Incapazes de lidar com a velocidade em que a fofoca pode se multiplicar pelos meios digitais, mentiras são absorvidas como verdades e fatos científicos não são mais considerados como sólidos. É uma era propícia para o nascimento de mitos e o florescimento de vampiros.
Em busca de segurança em um mundo assustador, nos apegamos à religião e ao nacionalismo, esquecemos a força da razão e desprezamos a ciência. Assustadoramente, parecemos novamente estarmos sendo "governados como gado humano por seres invisíveis, mas tangíveis".

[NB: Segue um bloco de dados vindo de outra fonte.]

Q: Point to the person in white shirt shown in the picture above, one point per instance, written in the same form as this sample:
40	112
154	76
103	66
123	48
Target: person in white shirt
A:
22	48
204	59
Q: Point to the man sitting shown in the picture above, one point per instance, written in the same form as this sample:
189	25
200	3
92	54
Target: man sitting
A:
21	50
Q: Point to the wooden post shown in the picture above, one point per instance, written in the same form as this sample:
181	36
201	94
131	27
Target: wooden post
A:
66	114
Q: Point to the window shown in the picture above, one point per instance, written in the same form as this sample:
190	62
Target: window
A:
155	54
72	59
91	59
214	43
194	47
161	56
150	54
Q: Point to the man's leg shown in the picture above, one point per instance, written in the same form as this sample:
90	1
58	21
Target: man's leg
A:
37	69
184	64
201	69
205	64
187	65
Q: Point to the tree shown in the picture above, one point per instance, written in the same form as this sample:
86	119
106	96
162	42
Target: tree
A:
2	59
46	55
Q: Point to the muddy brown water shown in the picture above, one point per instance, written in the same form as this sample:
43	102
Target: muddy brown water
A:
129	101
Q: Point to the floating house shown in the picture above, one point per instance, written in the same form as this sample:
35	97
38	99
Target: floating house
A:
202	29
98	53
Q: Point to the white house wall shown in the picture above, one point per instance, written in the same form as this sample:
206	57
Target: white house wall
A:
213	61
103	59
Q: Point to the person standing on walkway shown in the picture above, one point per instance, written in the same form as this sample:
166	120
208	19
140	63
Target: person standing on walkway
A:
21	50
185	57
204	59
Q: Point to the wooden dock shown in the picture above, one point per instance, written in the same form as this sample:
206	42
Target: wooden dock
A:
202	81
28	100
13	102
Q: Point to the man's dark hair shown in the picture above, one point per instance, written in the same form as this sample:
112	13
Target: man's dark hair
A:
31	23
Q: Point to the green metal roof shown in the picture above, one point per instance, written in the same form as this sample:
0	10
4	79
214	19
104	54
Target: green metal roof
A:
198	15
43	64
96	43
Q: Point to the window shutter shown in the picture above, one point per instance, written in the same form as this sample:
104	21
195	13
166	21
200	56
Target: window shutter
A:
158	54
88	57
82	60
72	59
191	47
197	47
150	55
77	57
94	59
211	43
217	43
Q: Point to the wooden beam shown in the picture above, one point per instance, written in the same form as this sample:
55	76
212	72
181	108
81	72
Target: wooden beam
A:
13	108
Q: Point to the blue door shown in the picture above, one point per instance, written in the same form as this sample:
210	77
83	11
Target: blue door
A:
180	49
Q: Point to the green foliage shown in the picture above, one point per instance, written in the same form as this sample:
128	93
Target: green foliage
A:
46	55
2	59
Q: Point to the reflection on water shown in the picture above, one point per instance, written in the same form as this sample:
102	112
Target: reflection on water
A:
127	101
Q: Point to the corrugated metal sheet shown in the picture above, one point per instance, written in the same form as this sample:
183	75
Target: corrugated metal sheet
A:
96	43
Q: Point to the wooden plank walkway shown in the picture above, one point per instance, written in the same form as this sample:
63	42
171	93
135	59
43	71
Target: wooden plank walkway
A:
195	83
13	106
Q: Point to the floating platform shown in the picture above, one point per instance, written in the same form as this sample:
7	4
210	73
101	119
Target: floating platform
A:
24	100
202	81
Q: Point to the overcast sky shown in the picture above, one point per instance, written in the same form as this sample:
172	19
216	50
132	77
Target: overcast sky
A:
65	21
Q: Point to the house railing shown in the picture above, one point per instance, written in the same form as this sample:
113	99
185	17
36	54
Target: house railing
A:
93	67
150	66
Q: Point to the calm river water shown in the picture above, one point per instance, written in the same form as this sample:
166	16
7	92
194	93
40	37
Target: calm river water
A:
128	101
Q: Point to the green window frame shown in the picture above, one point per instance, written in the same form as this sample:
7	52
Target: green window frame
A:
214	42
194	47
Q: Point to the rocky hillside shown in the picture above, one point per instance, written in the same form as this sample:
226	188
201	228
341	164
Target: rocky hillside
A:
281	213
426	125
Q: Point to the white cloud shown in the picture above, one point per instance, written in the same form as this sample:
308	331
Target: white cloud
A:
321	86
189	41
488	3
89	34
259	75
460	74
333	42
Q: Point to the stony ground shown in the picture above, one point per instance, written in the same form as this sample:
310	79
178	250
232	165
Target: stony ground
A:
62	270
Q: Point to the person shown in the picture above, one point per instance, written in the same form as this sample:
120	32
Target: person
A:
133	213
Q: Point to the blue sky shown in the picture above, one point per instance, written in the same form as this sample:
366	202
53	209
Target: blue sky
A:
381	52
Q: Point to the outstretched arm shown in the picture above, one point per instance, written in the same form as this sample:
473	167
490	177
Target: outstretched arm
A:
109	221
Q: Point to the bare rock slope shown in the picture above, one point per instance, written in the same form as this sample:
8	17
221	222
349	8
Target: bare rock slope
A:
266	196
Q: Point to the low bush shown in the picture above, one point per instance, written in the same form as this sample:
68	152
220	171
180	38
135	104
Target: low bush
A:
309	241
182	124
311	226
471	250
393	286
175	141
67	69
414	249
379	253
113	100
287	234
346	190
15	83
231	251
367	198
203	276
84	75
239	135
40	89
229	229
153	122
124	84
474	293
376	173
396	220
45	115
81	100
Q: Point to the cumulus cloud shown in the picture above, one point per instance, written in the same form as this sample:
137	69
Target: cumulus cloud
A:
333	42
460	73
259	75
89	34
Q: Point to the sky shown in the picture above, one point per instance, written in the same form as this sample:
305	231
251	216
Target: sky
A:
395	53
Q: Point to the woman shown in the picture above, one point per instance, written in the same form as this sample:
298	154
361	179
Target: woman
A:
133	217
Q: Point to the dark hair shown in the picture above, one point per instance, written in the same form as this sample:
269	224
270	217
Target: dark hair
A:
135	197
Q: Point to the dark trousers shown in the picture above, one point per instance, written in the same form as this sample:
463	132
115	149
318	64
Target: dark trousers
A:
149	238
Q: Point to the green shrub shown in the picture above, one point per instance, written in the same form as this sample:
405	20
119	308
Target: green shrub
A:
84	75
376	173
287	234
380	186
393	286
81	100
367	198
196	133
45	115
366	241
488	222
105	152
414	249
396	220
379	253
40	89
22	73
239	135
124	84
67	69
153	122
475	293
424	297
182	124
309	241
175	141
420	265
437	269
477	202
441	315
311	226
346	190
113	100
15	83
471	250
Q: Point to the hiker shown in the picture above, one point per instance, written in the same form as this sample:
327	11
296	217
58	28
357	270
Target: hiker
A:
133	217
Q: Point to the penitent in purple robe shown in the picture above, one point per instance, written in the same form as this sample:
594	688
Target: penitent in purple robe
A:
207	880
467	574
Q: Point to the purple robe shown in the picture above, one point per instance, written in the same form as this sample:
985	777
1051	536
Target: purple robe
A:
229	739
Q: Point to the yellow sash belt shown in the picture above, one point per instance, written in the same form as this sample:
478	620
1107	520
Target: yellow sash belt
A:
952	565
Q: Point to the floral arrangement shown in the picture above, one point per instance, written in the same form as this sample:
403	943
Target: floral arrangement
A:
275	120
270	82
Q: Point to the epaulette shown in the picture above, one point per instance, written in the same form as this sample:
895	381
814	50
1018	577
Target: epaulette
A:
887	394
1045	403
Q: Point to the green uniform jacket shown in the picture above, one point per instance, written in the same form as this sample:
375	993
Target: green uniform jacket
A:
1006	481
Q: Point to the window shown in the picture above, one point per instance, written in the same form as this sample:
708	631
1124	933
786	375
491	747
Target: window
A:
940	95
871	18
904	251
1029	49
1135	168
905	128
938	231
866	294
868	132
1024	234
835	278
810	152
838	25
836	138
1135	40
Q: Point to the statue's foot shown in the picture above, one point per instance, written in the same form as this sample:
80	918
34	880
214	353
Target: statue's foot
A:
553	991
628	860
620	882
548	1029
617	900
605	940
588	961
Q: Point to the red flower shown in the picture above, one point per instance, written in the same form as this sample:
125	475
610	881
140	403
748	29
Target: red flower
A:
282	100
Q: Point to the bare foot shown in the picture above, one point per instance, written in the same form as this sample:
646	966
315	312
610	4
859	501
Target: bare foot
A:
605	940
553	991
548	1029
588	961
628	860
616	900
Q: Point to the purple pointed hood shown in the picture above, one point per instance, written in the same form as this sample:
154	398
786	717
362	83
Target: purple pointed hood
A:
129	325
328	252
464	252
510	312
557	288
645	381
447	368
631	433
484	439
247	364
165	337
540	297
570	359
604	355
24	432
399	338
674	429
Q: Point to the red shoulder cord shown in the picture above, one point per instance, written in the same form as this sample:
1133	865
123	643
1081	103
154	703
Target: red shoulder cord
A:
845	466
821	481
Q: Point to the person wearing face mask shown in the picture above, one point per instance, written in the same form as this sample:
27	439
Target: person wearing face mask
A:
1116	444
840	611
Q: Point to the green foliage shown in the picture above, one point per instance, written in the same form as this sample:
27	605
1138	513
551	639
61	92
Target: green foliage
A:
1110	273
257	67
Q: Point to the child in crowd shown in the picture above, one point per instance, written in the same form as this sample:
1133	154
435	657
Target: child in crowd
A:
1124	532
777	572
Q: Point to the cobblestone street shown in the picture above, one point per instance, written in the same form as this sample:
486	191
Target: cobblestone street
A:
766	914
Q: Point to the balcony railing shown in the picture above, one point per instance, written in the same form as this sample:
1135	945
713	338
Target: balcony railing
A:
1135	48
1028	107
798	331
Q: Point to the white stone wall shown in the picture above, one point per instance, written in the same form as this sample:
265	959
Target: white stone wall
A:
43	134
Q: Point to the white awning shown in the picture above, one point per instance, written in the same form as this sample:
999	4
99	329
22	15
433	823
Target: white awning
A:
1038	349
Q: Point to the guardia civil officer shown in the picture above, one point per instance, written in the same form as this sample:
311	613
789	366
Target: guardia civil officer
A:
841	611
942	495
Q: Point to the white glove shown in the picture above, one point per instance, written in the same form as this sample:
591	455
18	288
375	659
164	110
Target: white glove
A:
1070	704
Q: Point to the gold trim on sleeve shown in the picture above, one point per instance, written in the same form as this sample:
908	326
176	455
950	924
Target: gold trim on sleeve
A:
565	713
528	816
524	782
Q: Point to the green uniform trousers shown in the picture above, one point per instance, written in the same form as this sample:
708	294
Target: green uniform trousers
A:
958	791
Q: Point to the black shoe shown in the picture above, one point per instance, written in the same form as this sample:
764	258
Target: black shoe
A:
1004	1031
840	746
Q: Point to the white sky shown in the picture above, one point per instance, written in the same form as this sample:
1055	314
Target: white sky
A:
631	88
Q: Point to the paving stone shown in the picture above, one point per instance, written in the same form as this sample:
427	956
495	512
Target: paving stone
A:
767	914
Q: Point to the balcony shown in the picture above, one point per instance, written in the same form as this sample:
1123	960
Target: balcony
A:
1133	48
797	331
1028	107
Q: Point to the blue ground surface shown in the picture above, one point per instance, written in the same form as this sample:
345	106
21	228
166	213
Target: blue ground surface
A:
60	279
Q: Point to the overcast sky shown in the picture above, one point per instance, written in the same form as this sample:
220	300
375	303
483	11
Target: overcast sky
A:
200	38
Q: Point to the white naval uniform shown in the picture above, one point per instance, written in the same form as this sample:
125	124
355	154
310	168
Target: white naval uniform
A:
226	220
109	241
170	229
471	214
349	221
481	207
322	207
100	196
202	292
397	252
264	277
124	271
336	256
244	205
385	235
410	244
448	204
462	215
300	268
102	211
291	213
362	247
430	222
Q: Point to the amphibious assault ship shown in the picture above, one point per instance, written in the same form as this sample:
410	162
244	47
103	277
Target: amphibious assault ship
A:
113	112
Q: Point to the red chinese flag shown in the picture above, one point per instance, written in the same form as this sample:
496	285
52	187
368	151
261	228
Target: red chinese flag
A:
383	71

Não tenho ilusões de que esse cordel irá abrir os olhos de ninguém. Os que são consumidos pelo Horlá do século XXI não veem as mãos invisíveis que enforcam seus pescoços. Mas aos que veem é importante lembrar que seus olhos não podem se fechar para os riscos que estamos correndo.
Se você quiser ler o conto 'O Horlá', de Guy de Maupasant, na íntegra e dar os seus próprios palpites sobre o que ele pode significar, ele pode ser encontrado online aqui: nefasto.com.br/o-horla-guy-de…
Se quiser ler esse cordel todo em uma página só, o @threadreaderapp irá compilar tudinho aqui para você. Eu só preciso dizer unroll para ele.
[Atualização] Depois de ler a nota de tradução de @SjFlaks para a última edição de ‘O Horlá’ em português, editado pela @GruaLivros, me dei conta de que a tradução literal correta de “Horla seria algo como “Aí fora” (e não “Lá fora”). Perdoem a falha deste francófono simplório.